И Генрих Боровик описывает его предельно старым, очень больным, еле двигающимся и говорящим хриплым, склеротическим голосом. Никто не заглядывал в его душу, где до сих пор царили страсти по России, жила любовь, никто не говорил с ним задушевно. Никто, кроме Елены Петровны Ивановой-Пауэре. Он объявил конкурс на должность секретаря-машинистки. Было тридцать соискателей. Елена Петровна, или Элен, как он ее назвал, была деловита, умна и пришлась ему по душе. Он мог часами говорить с нею, глядя в ее милые, очаровательные глаза. Она ценила его, знала, что он значил для России. Она ухаживала за ним, как за маленьким ребенком, вела его финансовые дела. А он в шутку называл ее «генеральным» секретарем.
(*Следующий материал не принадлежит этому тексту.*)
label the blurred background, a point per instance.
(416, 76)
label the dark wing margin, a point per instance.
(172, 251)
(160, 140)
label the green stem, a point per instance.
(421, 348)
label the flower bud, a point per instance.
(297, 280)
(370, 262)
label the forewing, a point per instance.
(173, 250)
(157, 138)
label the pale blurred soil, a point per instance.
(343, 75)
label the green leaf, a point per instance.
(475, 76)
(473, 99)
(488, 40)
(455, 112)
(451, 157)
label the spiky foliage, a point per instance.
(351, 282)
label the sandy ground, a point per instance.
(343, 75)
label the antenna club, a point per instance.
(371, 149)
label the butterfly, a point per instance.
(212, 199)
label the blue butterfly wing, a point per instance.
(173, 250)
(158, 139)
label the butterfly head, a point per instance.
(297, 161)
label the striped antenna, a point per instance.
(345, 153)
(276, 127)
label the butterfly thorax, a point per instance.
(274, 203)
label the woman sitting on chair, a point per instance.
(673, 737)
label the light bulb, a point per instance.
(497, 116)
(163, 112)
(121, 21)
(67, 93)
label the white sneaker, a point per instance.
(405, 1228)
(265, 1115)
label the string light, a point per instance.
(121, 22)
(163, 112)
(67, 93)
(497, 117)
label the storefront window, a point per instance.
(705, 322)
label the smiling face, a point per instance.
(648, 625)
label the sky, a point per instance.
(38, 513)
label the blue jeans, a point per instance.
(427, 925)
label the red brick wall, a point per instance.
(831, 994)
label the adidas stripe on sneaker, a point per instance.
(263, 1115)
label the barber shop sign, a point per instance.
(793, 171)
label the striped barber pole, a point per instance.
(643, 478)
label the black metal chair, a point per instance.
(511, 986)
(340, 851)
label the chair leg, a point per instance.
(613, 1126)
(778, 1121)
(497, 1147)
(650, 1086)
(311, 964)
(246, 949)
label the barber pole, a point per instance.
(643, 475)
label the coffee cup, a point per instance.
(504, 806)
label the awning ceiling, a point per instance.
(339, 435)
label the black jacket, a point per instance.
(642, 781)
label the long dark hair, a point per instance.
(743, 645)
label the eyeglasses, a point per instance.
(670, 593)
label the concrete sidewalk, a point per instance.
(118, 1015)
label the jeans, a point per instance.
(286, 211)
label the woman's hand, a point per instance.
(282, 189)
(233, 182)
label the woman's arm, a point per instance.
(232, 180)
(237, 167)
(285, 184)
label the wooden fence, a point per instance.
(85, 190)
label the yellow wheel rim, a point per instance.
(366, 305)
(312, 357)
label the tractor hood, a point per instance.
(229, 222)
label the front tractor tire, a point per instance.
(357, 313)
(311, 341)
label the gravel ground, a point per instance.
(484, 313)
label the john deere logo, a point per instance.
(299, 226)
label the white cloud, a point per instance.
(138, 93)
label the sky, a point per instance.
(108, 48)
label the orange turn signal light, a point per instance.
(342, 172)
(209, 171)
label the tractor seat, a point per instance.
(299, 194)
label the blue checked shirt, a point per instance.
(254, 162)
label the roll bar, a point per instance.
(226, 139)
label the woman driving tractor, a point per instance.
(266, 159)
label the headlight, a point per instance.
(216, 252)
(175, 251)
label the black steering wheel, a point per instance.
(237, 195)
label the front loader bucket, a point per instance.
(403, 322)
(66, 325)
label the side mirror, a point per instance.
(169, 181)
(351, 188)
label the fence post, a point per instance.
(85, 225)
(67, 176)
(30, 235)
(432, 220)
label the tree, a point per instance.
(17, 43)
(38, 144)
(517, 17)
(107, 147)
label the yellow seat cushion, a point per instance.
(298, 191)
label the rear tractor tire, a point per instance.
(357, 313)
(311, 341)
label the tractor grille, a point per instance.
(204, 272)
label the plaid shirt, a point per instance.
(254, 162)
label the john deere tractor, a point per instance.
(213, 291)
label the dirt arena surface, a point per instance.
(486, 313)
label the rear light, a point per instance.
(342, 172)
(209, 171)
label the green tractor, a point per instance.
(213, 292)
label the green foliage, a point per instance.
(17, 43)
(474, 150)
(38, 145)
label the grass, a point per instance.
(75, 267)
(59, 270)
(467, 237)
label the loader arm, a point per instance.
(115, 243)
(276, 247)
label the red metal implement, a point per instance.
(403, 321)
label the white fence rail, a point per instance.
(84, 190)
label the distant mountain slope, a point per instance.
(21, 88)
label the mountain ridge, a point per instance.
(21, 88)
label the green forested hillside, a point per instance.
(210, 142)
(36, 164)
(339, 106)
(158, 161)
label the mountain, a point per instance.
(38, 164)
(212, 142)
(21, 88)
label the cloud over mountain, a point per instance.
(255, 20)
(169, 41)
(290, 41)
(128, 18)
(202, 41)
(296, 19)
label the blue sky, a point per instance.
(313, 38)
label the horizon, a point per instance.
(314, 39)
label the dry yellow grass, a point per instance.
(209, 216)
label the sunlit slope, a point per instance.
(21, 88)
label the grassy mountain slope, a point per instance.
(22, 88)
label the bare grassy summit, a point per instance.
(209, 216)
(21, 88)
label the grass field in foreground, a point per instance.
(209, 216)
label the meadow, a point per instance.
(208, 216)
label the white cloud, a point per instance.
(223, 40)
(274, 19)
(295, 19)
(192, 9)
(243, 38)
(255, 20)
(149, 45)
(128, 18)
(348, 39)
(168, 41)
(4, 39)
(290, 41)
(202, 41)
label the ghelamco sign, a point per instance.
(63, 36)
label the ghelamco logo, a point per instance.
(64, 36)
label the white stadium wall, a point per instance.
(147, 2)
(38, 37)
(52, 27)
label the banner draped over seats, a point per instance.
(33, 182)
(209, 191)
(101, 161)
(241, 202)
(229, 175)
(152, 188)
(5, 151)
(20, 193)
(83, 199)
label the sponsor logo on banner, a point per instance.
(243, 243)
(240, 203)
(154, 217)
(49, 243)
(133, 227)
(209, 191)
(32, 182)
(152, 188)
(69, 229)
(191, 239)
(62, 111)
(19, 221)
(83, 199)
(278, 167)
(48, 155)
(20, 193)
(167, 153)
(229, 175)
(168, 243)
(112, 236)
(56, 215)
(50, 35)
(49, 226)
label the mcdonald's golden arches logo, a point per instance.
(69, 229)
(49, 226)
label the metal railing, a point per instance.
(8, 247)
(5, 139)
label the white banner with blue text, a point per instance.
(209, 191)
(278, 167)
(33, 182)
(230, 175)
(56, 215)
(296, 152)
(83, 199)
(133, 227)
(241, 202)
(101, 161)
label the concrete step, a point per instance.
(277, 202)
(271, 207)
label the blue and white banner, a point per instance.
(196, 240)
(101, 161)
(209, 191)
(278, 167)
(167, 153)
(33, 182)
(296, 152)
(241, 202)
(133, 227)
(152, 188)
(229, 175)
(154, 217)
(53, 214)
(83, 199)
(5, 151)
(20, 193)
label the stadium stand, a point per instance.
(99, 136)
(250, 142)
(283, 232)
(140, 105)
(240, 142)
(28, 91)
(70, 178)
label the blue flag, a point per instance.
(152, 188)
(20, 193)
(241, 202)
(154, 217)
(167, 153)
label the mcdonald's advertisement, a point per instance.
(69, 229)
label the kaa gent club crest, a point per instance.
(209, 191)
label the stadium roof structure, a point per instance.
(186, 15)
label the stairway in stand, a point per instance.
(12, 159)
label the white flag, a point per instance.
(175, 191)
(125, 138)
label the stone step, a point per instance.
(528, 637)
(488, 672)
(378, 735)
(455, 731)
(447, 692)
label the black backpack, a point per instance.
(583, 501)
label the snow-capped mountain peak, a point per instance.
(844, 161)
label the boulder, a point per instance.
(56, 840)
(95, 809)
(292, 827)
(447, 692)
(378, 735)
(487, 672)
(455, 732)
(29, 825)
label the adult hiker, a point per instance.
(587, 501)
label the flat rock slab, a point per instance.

Иногда он по-старчески капризничал, говорил, что ему надоело жить, надоели бредовые утверждения Ульянова и его последователей о мировой революции, сколько можно дурачить россиян? Внешне радовался, что болезнь одолевает его, что скоро наступит полное успокоение, но в последний момент, когда болезнь доходила до пика, его организм оказывал ей бешеное сопротивление – и смерть отступала. Почувствовав облегчение, оживлялся, но нервно, говорил, глядя в пустоту. Однажды протяжно произнес:
– Я помню, помню… Вы меня слышите, Элен?
– Конечно, Александр Федорович.
– Я вам рассказывал о встрече с Рахманиновым в Париже?
– Нет.
– Он мне наигрывал русские мелодии. Шаляпин хотел петь в его опере «Алеко», написанной в студенческие годы. Чудеснейший композитор. И пианист от Бога. А в России? Наверное, недобиток буржуазии. Страшные, дикие люди!
– Не волнуйтесь, Александр Федорович, – успокаивала его Элен.
– Я спокоен, спокоен… Чего мне волноваться, – нервно вымолвил он. – Думаете, никто меня не понимал? А вот и не так! Возьмите папку, Элен. Из верхнего ящика стола.
Элен открыла папку с ворохом бумаг и газет. Наверху лежала газета со статьей известного историка Евгения Сталинского, посвященная десятилетию февраля. Элен прочитала строчки, подчеркнутые, наверное, Керенским: «В большевизме, как движении, …воплотился дух разрушения, гнев, ненависть, накоплявшиеся в народе под придавившей его плитой самодержавия… Планы Ленина были не национальные, а мировые, и революция служила ему только рычагом для того, чтобы опрокинуть здание капиталистического мира… Большевизм останется лишь базисом, пусть длительным, русской революции, которая пойдет к своему завершению не под знаком Октября, противоречащим ее сущности, а путями, которые Февраль самим фактом своим проложил в будущее. Февраль начинает побеждать октябрь. Революция медленно, но верно возвращается к позициям, которые были даны в Феврале. Нельзя перелистать обратно страницы истории, и река времен не течет вспять. Происходит возвращение к тому основному, органическому, что нес с собою февраль: свобода и труд, деятельное выступление народных масс на историческую арену, самостоятельное творчество трудящихся, вольно строящих новую жизнь на свободной земле. Февраль был в этом».